I’ve found that Canadian doctors tend to be happier to stay in one location than their American counterparts. Many of my colleagues did their undergraduate and medical studies in Toronto, followed by residency and finally a job in the same place. In the US, people seem to be constantly traveling to different places, often switching states for a year. I never thought I would be doing as much traveling as I do, because my mentors in Canada didn’t seem to move around so much. But I think that the willingness to travel keeps ideas flowing and makes professionals feel more connected. In this regard, I feel more American than European or Canadian.

Ophthalmology around the world

Today, the way that ophthalmic conditions are treated in Europe and North America is becoming increasingly standardized and protocol-driven. One difference that I have noticed is that techniques and instrumentation seem to get adopted much faster in Europe, perhaps thanks to fewer regulatory barriers. I find being able to try new instruments and new approaches to surgical problems very exciting.

I feel that I’ve benefited greatly from having the insights into different healthcare systems and attitudes to providing care. Canada’s more socialized structure taught me to treat every single patient equally, not according to their ability to pay or their socio-economic status. If a person needs to see me, it doesn’t matter whether they have the funds or not; I deal with all the financial issues later. I’m also a minimalist when it comes to resources, which I think is another aspect I picked up while working in Canada. I have learnt to do the most with the tightest resources and I apply it to the way I perform surgery. This, of course, has implications for the final bill presented to the patient and works very well in the American system because of my relative frugality when it comes to extraneous tests and procedures. Make no mistake, this does not mean taking chances or depriving the patient of needed interventions; instead, it means having a strategy to ensure the best care without waste.

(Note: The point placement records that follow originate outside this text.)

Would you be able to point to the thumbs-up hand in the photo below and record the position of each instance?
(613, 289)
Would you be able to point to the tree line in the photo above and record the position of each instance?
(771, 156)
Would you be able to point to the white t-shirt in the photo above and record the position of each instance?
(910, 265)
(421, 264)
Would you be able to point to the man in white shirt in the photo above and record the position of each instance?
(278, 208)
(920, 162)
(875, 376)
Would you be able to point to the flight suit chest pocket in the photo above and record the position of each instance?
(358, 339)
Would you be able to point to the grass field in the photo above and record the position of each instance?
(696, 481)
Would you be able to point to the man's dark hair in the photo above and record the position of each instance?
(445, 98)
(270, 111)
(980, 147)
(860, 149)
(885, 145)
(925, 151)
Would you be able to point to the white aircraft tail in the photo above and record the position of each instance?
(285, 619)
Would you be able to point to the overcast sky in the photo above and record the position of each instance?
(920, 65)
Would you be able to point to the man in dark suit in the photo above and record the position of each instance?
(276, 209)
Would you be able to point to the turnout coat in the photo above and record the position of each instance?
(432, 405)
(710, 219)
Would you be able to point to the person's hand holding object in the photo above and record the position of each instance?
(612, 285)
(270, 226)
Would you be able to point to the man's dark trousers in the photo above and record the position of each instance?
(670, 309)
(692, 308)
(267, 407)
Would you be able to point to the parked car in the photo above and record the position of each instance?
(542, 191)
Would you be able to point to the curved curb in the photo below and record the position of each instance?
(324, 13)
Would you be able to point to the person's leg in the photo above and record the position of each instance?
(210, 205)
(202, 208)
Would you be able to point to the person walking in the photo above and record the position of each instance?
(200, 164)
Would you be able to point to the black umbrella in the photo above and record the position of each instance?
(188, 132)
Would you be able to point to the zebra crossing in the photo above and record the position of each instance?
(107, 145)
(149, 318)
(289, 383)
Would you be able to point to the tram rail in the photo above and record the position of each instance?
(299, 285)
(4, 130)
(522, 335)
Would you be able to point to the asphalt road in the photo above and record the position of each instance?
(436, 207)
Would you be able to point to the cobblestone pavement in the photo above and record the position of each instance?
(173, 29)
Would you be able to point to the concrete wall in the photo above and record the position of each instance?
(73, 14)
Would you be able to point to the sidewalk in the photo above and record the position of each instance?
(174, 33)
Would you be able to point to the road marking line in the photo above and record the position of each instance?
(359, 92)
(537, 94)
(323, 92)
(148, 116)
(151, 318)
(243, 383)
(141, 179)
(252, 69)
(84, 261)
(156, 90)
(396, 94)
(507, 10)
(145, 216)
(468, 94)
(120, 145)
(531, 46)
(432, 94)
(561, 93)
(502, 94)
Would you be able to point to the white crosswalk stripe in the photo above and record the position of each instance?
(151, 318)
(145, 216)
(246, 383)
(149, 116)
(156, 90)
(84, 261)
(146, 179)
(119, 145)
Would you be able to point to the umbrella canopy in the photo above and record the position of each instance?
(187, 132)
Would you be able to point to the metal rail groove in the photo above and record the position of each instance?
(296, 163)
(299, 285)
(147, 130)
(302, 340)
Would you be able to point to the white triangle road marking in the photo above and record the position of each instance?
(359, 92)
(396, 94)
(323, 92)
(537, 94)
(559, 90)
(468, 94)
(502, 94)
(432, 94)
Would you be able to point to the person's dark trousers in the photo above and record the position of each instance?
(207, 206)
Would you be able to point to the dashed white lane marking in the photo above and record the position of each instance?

My time in Hungary taught me that collaboration – gaining different perspectives – is absolutely crucial to finding good solutions. I’m a co-founder of a pharmaceutical company Citrus Therapeutics and we try to apply this philosophy constantly, working with various people who have different inputs into designing new and better drugs. The cross-pollination of ideas is one of the most rewarding outcomes of collaboration.

Consider the stereotypes: American doctors down a jug of coffee or Red Bull before starting a day at the clinic, because they know they’re going to be working long hours, seeing hundreds of patients; Canadian doctors struggle to work with limited resources, cursing the government that doesn’t spend enough on healthcare or value their role in the delivery of care. There are elements of truth and myth to any stereotype but, in reality, I feel that many cultural generalities break down in the operating room, when it comes to the vitreoretinal ophthalmic space. There we become more alike than we are different, irrespective of geography and habits.